Sunday, July 3, 2011

One Down...

Well now, aren’t I feeling good about my debut into the realms of punditry? Thanks to everyone that read my first post and commented, read it and didn’t comment and even to Freelance, who commented without apparently reading it. There’s nothing worse than talking into a vacuum – just ask Phil Goff.

I’m very pleased to have name-checked two of yesterday’s first three places (shame I didn’t tell the TAB) but Gilbert’s win is overshadowed by the time lost by the race favourite after he was held up by a crash in the closing kilometers of the race. Even at this early stage the 1 minute 20 seconds he lost to the Schleck brothers, Cadel Evans and Bradley Wiggins could prove crucial.
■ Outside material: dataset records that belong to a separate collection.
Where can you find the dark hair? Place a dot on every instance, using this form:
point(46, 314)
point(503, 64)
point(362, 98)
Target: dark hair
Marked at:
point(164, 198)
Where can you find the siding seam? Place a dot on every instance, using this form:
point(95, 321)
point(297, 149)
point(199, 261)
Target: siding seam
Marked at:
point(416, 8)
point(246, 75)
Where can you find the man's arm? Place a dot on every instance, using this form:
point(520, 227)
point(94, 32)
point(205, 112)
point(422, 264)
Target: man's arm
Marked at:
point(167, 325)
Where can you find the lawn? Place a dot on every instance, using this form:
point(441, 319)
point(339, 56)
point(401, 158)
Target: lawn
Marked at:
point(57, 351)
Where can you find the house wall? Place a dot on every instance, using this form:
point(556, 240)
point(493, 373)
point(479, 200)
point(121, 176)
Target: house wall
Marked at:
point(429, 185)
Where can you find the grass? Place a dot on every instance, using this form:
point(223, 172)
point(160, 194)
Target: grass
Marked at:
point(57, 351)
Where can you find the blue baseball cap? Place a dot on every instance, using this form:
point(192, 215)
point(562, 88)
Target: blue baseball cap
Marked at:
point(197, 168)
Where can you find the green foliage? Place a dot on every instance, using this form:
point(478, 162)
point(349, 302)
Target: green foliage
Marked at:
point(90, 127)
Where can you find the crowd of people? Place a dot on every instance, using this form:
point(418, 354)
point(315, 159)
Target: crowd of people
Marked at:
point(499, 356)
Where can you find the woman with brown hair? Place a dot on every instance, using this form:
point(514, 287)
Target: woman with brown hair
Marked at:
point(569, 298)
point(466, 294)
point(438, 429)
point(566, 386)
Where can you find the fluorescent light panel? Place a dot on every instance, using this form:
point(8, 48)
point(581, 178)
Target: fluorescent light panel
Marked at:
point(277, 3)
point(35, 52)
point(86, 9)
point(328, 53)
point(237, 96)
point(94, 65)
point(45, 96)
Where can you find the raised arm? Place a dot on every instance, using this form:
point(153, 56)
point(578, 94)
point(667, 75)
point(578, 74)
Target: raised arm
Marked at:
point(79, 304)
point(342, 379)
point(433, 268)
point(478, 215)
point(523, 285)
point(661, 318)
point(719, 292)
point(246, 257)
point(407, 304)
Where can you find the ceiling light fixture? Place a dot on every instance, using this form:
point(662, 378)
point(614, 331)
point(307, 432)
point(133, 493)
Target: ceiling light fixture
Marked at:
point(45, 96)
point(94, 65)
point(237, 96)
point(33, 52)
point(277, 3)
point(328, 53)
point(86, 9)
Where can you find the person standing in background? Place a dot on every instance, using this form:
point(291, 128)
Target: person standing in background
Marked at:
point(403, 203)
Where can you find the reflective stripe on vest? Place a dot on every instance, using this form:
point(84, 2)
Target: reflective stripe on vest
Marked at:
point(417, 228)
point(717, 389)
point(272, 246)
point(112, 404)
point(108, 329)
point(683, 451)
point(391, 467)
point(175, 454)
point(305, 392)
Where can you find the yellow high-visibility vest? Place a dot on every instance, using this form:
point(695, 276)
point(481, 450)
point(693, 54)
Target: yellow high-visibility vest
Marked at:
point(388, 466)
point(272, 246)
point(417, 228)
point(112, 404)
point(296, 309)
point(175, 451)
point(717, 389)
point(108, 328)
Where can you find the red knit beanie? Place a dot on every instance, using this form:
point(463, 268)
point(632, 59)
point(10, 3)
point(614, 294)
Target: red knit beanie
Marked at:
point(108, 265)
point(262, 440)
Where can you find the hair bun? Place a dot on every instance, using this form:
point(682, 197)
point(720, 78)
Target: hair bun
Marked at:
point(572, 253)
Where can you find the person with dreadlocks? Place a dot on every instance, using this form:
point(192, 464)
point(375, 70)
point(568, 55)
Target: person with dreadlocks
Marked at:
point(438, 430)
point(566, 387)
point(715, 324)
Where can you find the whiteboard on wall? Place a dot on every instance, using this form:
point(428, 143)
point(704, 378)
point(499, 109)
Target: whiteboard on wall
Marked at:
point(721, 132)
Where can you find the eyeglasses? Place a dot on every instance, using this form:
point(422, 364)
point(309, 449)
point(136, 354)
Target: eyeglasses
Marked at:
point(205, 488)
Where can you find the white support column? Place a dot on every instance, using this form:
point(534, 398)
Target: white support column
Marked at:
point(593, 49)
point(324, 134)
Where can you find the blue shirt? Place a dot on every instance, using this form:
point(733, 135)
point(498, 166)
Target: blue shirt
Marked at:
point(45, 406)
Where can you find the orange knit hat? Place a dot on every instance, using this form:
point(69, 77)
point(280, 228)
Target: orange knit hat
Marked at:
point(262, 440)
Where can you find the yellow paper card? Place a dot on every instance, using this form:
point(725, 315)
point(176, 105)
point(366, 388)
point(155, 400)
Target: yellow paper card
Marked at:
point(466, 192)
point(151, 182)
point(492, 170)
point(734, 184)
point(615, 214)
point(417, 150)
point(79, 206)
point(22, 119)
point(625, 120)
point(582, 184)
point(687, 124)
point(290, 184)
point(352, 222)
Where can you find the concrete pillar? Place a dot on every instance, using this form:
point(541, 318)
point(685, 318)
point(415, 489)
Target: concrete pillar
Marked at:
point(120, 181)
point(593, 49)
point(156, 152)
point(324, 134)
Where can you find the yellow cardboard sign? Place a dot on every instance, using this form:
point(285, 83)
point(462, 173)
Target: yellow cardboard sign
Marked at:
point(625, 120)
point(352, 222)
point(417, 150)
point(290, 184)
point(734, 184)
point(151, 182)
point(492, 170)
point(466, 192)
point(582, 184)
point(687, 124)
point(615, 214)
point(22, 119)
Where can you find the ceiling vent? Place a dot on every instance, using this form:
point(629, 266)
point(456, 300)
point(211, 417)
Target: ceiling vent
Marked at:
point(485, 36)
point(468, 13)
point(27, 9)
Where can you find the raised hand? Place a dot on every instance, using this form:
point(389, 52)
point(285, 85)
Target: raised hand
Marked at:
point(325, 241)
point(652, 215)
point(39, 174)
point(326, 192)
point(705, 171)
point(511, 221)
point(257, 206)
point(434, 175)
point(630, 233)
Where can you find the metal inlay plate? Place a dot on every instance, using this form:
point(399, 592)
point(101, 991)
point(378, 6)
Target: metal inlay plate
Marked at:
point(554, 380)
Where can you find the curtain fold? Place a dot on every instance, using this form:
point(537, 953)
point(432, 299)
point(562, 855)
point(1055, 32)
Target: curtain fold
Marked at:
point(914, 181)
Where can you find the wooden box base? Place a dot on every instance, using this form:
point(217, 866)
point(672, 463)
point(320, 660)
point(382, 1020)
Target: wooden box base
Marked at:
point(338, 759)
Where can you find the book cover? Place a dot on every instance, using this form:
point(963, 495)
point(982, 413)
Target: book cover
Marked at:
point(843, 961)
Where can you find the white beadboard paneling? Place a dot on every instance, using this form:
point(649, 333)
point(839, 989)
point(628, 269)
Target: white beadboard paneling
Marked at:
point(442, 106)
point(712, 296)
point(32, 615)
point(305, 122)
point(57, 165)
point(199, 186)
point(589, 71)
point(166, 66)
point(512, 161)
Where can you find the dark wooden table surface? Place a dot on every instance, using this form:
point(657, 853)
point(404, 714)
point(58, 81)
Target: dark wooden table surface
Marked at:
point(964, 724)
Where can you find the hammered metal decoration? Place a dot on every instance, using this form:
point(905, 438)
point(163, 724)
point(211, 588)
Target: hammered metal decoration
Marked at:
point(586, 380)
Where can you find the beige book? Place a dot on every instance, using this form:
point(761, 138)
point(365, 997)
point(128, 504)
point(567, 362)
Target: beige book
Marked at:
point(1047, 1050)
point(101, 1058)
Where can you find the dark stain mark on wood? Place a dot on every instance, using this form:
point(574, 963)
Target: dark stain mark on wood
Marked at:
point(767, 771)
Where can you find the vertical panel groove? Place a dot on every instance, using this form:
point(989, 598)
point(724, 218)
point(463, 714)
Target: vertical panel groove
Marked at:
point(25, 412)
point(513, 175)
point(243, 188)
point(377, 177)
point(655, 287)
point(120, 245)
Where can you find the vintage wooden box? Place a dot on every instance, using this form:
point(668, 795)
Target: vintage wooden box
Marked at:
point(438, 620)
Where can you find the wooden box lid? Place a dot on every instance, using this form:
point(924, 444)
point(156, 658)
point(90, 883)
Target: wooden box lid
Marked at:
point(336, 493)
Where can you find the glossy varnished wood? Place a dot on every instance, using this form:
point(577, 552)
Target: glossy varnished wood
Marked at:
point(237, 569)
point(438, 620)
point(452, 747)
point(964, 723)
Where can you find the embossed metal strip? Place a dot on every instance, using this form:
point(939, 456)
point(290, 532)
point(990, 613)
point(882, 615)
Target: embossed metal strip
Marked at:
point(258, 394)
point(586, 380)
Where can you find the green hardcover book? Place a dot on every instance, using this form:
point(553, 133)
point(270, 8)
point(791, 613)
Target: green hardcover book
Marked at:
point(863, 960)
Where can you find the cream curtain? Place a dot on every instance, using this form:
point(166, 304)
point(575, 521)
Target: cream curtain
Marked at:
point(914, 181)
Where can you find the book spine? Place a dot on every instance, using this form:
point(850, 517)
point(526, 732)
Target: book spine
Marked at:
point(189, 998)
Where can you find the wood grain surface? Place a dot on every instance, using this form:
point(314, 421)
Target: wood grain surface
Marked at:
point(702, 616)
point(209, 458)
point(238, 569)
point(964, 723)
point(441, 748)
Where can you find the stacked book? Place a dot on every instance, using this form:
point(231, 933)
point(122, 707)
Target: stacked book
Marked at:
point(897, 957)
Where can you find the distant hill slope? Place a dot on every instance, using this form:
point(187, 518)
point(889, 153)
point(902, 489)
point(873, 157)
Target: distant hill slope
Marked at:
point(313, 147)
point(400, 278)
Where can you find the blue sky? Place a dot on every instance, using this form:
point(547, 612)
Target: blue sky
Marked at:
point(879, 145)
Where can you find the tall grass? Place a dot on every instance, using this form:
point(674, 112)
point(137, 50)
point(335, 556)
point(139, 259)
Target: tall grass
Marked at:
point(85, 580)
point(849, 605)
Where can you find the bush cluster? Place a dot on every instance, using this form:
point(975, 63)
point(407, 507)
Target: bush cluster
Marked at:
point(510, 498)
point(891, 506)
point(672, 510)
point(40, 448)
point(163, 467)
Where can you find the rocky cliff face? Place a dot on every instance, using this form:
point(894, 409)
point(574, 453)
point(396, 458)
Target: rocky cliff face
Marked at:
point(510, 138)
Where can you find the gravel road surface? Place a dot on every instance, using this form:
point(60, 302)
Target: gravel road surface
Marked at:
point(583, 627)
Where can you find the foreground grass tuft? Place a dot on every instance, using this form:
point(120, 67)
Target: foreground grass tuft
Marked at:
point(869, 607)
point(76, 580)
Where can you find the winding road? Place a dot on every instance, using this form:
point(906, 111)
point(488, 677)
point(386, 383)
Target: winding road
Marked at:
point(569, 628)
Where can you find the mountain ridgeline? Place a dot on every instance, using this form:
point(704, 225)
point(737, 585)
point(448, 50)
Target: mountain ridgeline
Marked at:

Tours have been decided on smaller margins that that.

The same could be said for Mark Cavendish’s miscalculation at the intermediate sprint point, seemingly having pole position and the points in the bag he was caught napping by Tyler "No Relation" Farrar’s kick and “sat up”. The green jersey can also be decided by the narrowest of margins and the Garmin rider will be boosted by his early victory over the Manxman.

Tonight’s second stage sees the return to Le Tour of the team time trial discipline, and discipline it certainly is. The win will go to the team with the greatest overall strength and organisation. I expect all the American teams to be up there so we could see Julian Dean on the podium again and possibly on the top step for the first time, but I’m going to pick Leopard-Trek. They have the motivation to increase the gap on Contador, plus the presence of Fabian “Spartacus” Cancellara and cult hero Jens Voigt, add in the Trek machinery and I think you have an unbeatable package.



4 comments:

Inventory2 said...

It's certainly nice to see Contador on the back foot right from Stage One. But as you so sagely noted yesterday James, the race changes as soon as they hit the mountains. But the team time trial tonight should be a good contest.

pdm said...

Justice for Contador perhaps - there are plenty saying he should not have been allowed to start.

Did I hear that one of Contadors team was nocked around in one of the crashes? If that is right he may be a rider short from here on in.

pdm said...

Justice for Contador perhaps - there are plenty saying he should not have been allowed to start.

Did I hear that one of Contadors team was nocked around in one of the crashes? If that is right he may be a rider short from here on in.

pdm said...

Oops - apologies for the double post. I thought I had stopped the second go.